3Qu’il soit abstrait ou réalisé, un rythme est une séquence d’éléments (dans le cas textuel, soit de syllabes, soit de mots, soit de complexes de mots syntaxiquement groupés, soit toute autre « unité » qu’on peut fort bien se donner arbitrairement), ces éléments étant groupés d’une part, et d’autre part de « valeur » inégale. Les principes qui guident les groupements ressemblent un peu à ceux de la Gestalt Theorie, avec cette différence qu’ils sont sans prétention psychologique et que l’on se permet de les gouverner par des axiomes arbitraires, d’où une évidente générativité. L’étude des groupement abstraits relève lui aussi de la mathématique ; par contre les groupements réalisés seront l’objet de considérations esthétiques. Dans les deux cas, la théorie distingue des groupements à grand degré de régularités : ce sont les « mètres », et la généralisation des considérations de métrique poétique ordinaire est l’un des buts de la théorie. L’usage en génération de texte est évidemment la constitution de contraintes de type oulipien, avec cette différence d'une exigence sur la pertinence théorique de celles-ci, l’OULIPO s’enchantant de l’exploration « anarchique » de toutes les contraintes qui peuvent venir à l’esprit. Le mode d’emploi de telles contraintes se fait en constituant un filtre, qui des séquences engendrées par tout procédé, ne laissera subsister que celles qui sont « métriques » : c’est ce que nous avons fait avec J. Roubaud, dans le cadre de l’ALAMO, avec les variations automatiques sur le célèbre poème « Le vierge, le vivace et le bel aujourd’hui ». Insistons sur le fait que la métricité considérée est infiniment plus large que l’ordinaire, en ce sens qu’une séquence peut être métrique pour des paramètres très largement arbitraires (cas déjà envisagé par de nombreux poètes).
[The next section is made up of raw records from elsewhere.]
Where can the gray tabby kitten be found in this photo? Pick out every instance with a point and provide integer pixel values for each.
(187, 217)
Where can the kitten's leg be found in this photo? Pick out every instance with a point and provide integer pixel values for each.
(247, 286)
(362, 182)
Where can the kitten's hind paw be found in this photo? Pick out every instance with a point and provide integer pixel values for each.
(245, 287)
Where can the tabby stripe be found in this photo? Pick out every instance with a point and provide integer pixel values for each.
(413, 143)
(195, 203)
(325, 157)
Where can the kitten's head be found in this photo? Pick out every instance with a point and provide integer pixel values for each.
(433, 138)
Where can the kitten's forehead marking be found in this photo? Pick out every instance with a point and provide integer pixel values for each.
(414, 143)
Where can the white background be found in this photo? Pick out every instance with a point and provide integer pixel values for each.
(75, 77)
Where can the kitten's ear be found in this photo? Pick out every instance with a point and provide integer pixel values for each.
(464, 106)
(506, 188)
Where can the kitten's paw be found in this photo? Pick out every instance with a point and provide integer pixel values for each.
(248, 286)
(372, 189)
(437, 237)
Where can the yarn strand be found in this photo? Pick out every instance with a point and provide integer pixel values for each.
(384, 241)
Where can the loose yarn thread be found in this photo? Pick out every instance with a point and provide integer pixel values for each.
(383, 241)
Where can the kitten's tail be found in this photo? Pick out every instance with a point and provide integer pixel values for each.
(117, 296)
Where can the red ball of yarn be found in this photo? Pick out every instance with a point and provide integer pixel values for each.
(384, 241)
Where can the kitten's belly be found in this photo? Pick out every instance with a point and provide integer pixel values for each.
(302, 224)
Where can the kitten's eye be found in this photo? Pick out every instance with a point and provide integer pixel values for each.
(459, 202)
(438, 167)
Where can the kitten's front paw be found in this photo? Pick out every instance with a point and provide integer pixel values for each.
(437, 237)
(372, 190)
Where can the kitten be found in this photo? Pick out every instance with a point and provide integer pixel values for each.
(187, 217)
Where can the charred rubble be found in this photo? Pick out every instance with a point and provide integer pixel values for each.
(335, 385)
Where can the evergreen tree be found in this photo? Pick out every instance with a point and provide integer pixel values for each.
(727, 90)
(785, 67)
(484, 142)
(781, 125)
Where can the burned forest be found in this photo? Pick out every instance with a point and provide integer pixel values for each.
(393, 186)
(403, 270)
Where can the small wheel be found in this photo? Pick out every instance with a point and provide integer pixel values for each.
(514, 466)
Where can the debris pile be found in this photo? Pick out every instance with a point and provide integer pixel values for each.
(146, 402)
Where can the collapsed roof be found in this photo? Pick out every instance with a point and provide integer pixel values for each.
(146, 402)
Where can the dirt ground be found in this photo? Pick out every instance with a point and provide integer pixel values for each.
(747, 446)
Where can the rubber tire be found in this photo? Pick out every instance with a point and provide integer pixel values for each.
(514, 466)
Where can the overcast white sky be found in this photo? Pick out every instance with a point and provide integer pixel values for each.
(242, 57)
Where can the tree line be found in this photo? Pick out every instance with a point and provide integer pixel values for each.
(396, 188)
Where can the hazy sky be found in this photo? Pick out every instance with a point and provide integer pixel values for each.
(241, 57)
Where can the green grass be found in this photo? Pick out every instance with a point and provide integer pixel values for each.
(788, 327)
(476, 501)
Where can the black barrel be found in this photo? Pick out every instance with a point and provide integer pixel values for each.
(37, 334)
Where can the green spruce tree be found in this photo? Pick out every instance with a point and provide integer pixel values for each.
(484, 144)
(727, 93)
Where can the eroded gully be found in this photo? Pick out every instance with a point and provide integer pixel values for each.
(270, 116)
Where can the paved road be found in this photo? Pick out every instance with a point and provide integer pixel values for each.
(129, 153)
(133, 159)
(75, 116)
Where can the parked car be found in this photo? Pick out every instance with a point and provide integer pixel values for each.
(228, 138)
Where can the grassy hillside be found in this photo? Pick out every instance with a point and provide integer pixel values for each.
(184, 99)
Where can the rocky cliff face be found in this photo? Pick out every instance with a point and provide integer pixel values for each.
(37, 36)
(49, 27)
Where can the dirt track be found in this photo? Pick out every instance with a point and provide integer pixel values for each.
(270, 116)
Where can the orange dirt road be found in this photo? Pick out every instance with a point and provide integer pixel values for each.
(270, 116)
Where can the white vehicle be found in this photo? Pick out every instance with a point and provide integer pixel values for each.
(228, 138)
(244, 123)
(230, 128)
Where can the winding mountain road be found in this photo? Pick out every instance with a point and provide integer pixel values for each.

4La théorie ne se borne pas à prendre en compte les seules séquences métriques, elle s’intéresse aussi aux variantes, qualifiées de « rythmiques », autour de mètres : ces variantes pour ne pas tomber dans le chaotique ou l’arbitraire se doivent d’être modérées dans leur écart à un mètre (de préférence perceptible, mais ce n’est pas indispensable), et par ailleurs peuvent utiliser comme procédés de variation soit des écarts combinatoires (donc abstraits), soit de réalisation. D’où un jeu très souple, dont l’implémentation sur machine reste parfaitement maîtrisable.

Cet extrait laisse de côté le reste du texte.